Like many documentaries of recent memory, VAL is more autobiography and biography. Kilmer as told through the voice-over done by his son Jack has been filming himself and his family since he was a child. Growing up in the San Fernando Valley the actor’s Land Developer Father and Aerospace Sales Person Mother filming with his brothers various mini-epics. It was only a matter of time before Kilmer would be stage-bound, then Julliard bound, and then Movie Star. All the while filming his journey with an almost obsessive nature allowing for some truly astounding unfiltered moments.
VAL adroitly chooses to use a parallel structure; Kilmer in his present-day life and Kilmer’s past charting his personal and professional life. In the present Kilmer has been sidelined from acting by a bout with throat cancer leaving him the inability to speak, or not speak as he once did.
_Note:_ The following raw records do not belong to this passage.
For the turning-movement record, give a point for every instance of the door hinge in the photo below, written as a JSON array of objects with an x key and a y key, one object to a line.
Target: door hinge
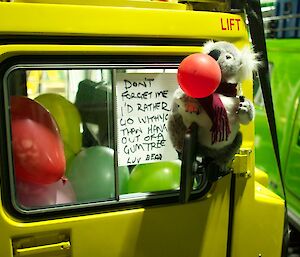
[{"x": 56, "y": 244}]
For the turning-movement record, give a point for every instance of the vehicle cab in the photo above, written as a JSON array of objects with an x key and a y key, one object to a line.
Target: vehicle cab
[{"x": 87, "y": 166}]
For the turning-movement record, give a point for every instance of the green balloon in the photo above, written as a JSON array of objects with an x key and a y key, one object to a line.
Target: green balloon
[
  {"x": 68, "y": 121},
  {"x": 91, "y": 174},
  {"x": 155, "y": 176}
]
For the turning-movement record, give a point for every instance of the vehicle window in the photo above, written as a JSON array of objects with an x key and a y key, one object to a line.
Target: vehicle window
[{"x": 90, "y": 135}]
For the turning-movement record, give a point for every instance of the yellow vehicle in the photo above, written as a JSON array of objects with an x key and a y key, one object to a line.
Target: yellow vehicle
[{"x": 72, "y": 57}]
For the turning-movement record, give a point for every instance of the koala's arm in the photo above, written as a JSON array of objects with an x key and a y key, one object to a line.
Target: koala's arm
[{"x": 246, "y": 111}]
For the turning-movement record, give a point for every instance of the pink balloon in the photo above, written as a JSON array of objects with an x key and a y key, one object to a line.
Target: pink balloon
[{"x": 39, "y": 195}]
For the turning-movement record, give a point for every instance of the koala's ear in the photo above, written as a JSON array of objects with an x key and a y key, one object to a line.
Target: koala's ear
[
  {"x": 249, "y": 62},
  {"x": 208, "y": 46}
]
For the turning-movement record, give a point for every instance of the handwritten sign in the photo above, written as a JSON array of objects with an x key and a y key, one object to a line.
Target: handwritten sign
[{"x": 143, "y": 107}]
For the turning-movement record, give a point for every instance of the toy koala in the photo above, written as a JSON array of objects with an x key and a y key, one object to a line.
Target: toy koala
[{"x": 219, "y": 115}]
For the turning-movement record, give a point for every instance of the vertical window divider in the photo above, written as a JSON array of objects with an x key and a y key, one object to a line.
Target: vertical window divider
[{"x": 115, "y": 134}]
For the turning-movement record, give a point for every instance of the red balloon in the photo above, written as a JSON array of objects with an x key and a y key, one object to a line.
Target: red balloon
[
  {"x": 37, "y": 146},
  {"x": 33, "y": 195},
  {"x": 199, "y": 75}
]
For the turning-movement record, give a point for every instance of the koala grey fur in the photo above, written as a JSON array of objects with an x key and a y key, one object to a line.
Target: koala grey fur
[{"x": 236, "y": 65}]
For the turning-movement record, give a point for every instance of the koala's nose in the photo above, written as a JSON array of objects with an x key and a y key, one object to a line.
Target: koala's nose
[{"x": 215, "y": 54}]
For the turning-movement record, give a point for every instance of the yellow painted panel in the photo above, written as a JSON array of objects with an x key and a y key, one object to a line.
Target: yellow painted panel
[{"x": 118, "y": 21}]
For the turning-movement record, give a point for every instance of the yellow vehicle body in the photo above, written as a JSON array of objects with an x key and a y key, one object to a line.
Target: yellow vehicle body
[{"x": 198, "y": 228}]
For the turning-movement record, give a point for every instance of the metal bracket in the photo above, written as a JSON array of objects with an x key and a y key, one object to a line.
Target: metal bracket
[{"x": 241, "y": 162}]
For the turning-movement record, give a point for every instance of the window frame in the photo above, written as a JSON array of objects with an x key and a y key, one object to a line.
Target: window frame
[{"x": 129, "y": 201}]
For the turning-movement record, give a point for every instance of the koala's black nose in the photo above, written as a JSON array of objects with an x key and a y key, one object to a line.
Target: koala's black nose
[{"x": 215, "y": 54}]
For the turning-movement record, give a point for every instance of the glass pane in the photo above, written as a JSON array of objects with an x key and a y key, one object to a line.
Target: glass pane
[
  {"x": 144, "y": 100},
  {"x": 62, "y": 136}
]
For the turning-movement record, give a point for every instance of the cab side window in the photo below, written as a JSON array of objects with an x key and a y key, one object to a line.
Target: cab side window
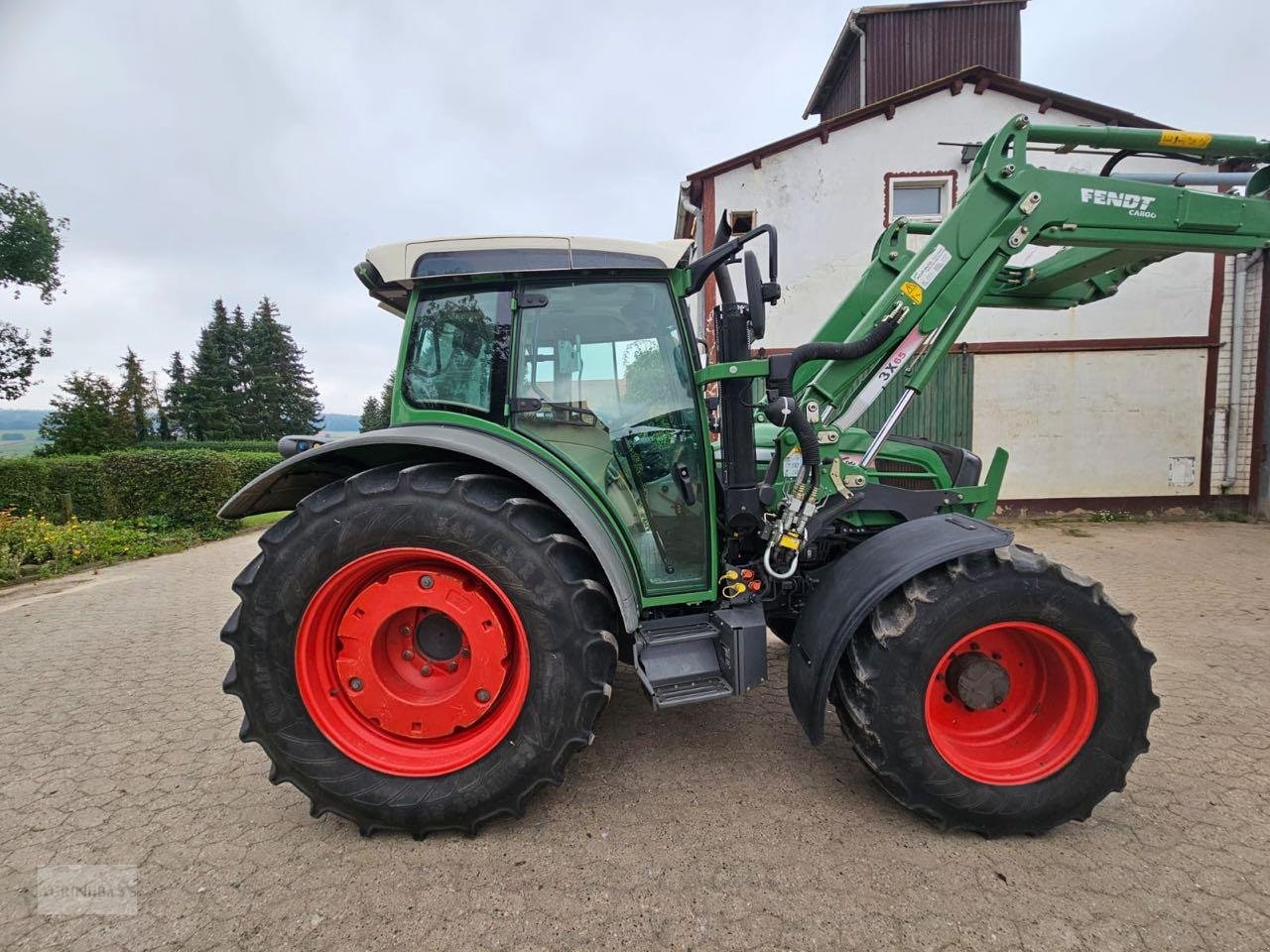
[{"x": 451, "y": 350}]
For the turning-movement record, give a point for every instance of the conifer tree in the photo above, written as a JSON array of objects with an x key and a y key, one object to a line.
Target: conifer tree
[
  {"x": 135, "y": 398},
  {"x": 278, "y": 389},
  {"x": 173, "y": 408},
  {"x": 212, "y": 400},
  {"x": 372, "y": 416},
  {"x": 386, "y": 400}
]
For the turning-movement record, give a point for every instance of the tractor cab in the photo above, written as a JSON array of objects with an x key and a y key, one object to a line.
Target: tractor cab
[{"x": 581, "y": 349}]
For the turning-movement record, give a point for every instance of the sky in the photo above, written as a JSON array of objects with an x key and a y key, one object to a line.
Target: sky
[{"x": 234, "y": 150}]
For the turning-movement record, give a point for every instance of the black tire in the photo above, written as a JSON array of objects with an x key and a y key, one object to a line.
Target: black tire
[
  {"x": 880, "y": 687},
  {"x": 494, "y": 524},
  {"x": 783, "y": 629}
]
With the help of both of his children, Kilmer goes through day to day of his life making appearances at screenings of Tombstone and signing autographs at Comic-Con (this was filmed pre-pandemic). In the past, we see Kilmer’s personal and professional triumphs as well as his
The film is structured by the work/films Kilmer does but never feels like a checklist of “greatest hits”. Though there is a visceral thrill in seeing young Kilmer behind the scenes with the likes of Tom Cruise, Sean Penn, and others. These unguarded moments give context to Kilmer’s story rather than just a bump of endorphins to the viewer. Directors Leo Scott and Ting Poo understand that the emotional story is the most vital and important part of this film.
Years and years we’ve heard of the perfectionism and mercurial nature of the actor. Here we are privy to the actor explaining the process and some of what we had read in the press. But rather than being some sort of PR push, it feels like it’s organically part of the greater story of an actor who took himself seriously but because of his looks was pushed into Stardom. The contextualization is greatly aided by Kilmer himself, who wrote the film, and specifically the narration that Jack Kilmer speaks through the run time of the film.
VAL is an arresting, visually surprising, intimate look at an artist and the loves, passions, mistakes, and triumphs that have filled his professional and personal life.